A WALKING ROCK IN THE DESERT. A walking rock, sailing stone, moving rock or sliding rock are all names for a rock that moves along a smooth valley floor without the assistance of humans or animals. What does Paul mean in the Bible when he talks about the “spiritual rock that followed” the Israelites during their wanderings in the wilderness? Is he talking about a walking rock? No—the natural phenomenon of a walking rock is very different than the miraculous water-giving rock mentioned in 1 Corinthians 10:4. Photo: Lgcharlot’s is licensed under CC-by-SA-4.0

What does Paul mean in the Bible when he says that the Israelites drank “from the spiritual rock that followed them” during their wanderings in the wilderness?

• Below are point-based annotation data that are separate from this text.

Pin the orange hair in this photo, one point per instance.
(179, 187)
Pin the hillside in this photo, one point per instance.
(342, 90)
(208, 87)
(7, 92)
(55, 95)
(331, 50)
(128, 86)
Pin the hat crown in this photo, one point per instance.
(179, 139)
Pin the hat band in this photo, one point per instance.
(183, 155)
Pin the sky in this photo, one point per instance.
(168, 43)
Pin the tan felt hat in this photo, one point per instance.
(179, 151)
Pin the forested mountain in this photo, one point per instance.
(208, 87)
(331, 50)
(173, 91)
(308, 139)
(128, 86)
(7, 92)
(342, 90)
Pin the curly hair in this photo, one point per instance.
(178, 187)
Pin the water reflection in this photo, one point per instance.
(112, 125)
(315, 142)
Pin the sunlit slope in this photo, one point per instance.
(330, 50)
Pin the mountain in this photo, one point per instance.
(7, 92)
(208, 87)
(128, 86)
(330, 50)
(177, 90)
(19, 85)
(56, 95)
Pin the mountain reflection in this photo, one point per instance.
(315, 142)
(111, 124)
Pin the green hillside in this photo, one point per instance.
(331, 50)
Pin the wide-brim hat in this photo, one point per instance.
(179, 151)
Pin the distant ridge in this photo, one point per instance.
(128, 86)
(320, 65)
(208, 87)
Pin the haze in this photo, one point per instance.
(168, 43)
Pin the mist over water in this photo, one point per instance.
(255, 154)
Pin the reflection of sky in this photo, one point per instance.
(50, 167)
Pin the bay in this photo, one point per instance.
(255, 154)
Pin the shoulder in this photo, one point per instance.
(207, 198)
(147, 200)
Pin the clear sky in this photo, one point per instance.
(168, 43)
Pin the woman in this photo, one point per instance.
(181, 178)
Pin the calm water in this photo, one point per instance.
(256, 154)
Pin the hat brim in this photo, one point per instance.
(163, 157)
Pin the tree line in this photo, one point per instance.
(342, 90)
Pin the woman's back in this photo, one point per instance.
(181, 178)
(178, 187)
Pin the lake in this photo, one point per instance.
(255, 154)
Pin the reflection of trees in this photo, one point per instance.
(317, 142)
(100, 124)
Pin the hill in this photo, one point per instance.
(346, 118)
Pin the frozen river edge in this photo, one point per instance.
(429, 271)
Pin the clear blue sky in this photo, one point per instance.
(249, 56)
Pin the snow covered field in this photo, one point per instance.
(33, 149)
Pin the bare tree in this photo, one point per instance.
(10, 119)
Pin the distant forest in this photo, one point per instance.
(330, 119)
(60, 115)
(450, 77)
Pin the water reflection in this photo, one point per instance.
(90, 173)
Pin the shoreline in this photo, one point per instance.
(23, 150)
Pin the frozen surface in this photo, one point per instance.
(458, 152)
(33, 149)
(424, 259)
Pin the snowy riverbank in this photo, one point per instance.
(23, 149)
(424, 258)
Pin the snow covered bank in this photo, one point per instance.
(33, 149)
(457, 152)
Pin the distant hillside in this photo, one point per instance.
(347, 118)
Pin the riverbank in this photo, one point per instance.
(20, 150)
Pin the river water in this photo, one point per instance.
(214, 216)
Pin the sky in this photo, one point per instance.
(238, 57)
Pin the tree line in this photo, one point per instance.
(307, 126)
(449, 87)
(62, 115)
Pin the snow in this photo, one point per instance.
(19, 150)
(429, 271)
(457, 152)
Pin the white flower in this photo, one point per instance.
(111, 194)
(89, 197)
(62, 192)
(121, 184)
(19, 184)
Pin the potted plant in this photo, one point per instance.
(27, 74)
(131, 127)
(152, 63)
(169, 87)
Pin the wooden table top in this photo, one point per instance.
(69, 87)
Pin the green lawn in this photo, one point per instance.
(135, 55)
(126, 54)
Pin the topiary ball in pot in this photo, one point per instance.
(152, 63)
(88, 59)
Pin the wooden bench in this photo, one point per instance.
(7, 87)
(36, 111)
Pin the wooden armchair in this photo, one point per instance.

Paul makes this claim—in 1 Corinthians 10:4—while recounting how the Israelites were sustained in the wilderness after their dramatic Exodus from Egypt before they entered the Promised Land. They “all ate the same spiritual food” and “drank the same spiritual drink” (1 Corinthians 10:3–4).

Those familiar with the Hebrew Bible (Old Testament) might stop and wonder: What does Paul mean? In the Bible, it says that the Israelites miraculously received water from a rock two times (Exodus 17:1–7 and Numbers 20:1–14). Both times Moses hit the rock, which then produced water, but the text never claims that the Israelites were followed by a water-giving rock. Therefore, what does Paul mean in 1 Corinthians 10:4?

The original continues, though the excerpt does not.